望んでもないのにグリモワールに亡命するのは、悔しかったに違いない。
「でもさ、歯向かってきたやつは殺さなきゃダメだよな。ヴァルトシュタインの命令から逆らえずに攻撃させられる人っているんじゃないか?」
他の海軍兵は心配そうに声を上げる。
高齢者、女性や子供、人質をとられて強要されたものいろんな可能性が考えられるが...
「武器を持たないものは攻撃しないから、ヴァルトシュタイン兵に強要されて身動きがとれない場合は、戦う瞬間に武器を床に落とせと伝えて欲しい。

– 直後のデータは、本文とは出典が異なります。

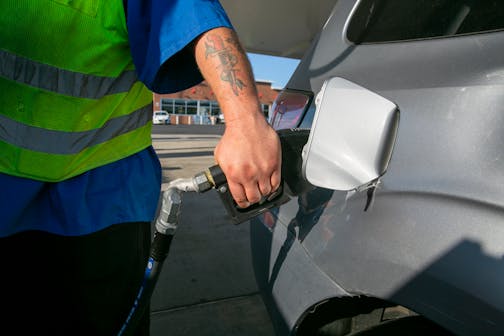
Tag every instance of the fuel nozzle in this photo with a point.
(213, 177)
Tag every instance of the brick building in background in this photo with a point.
(198, 105)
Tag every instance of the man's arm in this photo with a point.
(249, 152)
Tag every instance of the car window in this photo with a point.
(375, 21)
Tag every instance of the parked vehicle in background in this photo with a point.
(160, 118)
(420, 250)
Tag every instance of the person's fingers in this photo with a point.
(252, 192)
(275, 180)
(239, 195)
(265, 186)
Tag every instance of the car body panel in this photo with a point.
(432, 235)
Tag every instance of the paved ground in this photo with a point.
(207, 286)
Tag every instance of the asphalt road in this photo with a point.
(207, 285)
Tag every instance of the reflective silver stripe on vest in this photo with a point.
(47, 77)
(60, 142)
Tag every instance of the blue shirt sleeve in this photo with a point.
(160, 31)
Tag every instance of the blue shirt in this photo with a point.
(126, 190)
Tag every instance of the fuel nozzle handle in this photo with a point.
(213, 177)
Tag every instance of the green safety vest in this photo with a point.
(70, 99)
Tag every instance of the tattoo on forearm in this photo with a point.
(215, 47)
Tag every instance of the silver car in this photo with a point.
(417, 249)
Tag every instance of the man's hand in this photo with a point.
(249, 155)
(249, 152)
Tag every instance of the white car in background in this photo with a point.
(160, 118)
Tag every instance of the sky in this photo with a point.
(276, 70)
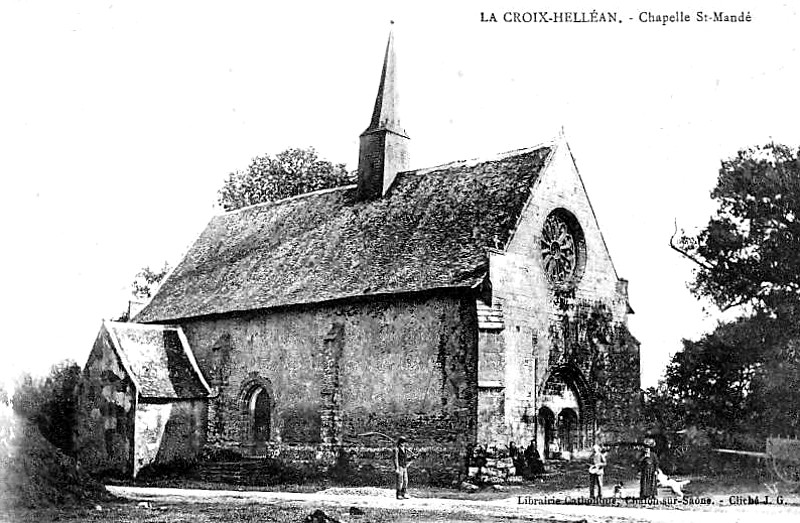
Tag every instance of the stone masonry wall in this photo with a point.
(545, 327)
(168, 432)
(104, 413)
(337, 371)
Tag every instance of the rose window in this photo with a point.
(562, 248)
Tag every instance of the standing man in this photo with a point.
(648, 468)
(401, 468)
(596, 471)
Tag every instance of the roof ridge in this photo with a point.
(483, 159)
(287, 199)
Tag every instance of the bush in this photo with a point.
(50, 403)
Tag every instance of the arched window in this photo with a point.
(260, 414)
(257, 413)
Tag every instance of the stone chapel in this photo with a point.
(469, 303)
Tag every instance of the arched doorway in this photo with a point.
(568, 430)
(547, 430)
(564, 392)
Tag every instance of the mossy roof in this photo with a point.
(430, 231)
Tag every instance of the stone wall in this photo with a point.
(399, 365)
(105, 412)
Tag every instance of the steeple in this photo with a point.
(383, 148)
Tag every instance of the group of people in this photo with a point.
(648, 470)
(528, 463)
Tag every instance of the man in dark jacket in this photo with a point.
(401, 463)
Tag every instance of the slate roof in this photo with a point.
(430, 231)
(159, 360)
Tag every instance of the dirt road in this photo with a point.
(533, 507)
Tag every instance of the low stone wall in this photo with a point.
(346, 464)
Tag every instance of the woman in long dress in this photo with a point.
(648, 467)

脅してくるヴァルトシュタイン兵がいるなら、どこにいるか大声で伝えろと。
みんなが一斉に攻撃し始めたらヴァルトシュタイン兵も自分達を守ることで精一杯だろうからな。
それなら、みんなも敵意があるかどうか判断つきやすいだろ」
みんなで顔を合わせて頷く。
「それで...だ。今話した通り、俺とヴィオラはいまさらではあるけど、結婚式をすることになったんだ。セバスティアンも洗礼するし。ここからは、本当に狙われる可能性が高くなるから、奪還までみんなあと少しだからよろしく頼むよ」
俺は改めて結婚と洗礼の報告をする。
みんなニヤニヤ笑っている。
「わかってます。アルフレード様からやっと殺気が減りましたもんね」
「殺気って。いや....そんなこと...あるかもな」
海軍兵はみんなヴィオラの警護につけるのに、俺は離れ離れの時期がとにかく長かったからやきもちを焼いていたのだ。
やっと一緒にいて当たり前でいられることが、妻と子供を堂々と自分の家族だと言えることが嬉しくてたまらなかった。